Transparency International is the global movement against corruption that ranks countries based on the perceived level of public sector corruption.

Listed as an orange colored country, where citizens are perceived to face the tangible impact of corruption on a daily basis, Sri Lanka has recorded a poor score of 36 this time around.

India was ranked as the least corrupt country in the South Asian region with a score of 40 and was ranked at 79 in the overall index.

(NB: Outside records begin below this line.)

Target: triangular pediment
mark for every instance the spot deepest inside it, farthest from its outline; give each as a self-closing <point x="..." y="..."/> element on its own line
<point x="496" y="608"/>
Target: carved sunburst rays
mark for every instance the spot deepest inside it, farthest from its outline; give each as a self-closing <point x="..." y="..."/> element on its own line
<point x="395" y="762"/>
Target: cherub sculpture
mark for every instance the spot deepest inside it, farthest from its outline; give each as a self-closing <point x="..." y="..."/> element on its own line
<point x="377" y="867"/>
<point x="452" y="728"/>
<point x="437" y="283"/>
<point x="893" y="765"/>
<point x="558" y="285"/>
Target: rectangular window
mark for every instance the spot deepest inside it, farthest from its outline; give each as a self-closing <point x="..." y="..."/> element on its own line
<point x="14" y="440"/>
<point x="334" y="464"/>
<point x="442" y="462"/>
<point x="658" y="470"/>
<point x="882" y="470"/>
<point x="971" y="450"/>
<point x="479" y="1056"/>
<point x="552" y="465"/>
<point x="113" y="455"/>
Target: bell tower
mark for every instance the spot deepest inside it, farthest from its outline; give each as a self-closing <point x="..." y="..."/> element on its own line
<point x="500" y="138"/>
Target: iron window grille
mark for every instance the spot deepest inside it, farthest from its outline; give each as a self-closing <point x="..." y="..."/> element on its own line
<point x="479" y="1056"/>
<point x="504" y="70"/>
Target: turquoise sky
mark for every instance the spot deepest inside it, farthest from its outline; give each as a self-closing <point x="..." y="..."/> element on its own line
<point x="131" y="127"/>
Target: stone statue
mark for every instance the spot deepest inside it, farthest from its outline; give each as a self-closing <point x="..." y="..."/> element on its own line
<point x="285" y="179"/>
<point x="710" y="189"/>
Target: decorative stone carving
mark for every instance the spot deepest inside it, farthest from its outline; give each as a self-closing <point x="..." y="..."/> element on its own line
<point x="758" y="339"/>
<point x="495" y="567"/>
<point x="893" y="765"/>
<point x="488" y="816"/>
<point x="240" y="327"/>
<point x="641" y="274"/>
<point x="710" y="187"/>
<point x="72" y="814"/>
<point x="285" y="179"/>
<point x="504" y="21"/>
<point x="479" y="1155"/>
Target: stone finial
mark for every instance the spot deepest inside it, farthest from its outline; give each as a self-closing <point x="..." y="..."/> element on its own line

Following India, Sri Lanka and Maldives were jointly ranked at 95.

Denmark together with New Zealand succeeded in topping the list among the least corrupt countries with a nearly very clean score of 90 followed by Finland, Sweden and Switzerland ranked 3rd, 4th and 5th respectively.

The ranks are based on a scoring system ranging from 0 where public sector is perceived as highly corrupt to 100 where public sector is perceived as very clean.

This year’s results highlight the connection between corruption and inequality, which tend to feed off each other ending up creating a vicious cycle between corruption, unequal distribution of power in society, and unequal distribution of wealth.

According to Transparency International, the lower ranked in their index are plagued by untrustworthy and badly functioning public institutions such as the police and judiciary.

Even where anti-corruption laws are on the books, in practice they're often skirted or ignored.

People frequently face situations of bribery and extortion, rely on basic services that have been undermined by the misappropriation of funds, and confront official indifference when seeking redress from authorities that are on the take.

Higher-ranked countries are known to provide higher degrees of press freedom, access to information about public expenditure, stronger standards of integrity for public officials, and independent judicial systems.

Yet, these high-scoring countries cannot afford to be complacent, either.

While the most obvious forms of corruption may not scar citizens' daily lives in all these places, the higher-ranked countries are not immune to closed-door deals, conflicts of interest, illicit finance, and patchy law enforcement that can distort public policy and exacerbate corruption at home and abroad, Transparency International further noted.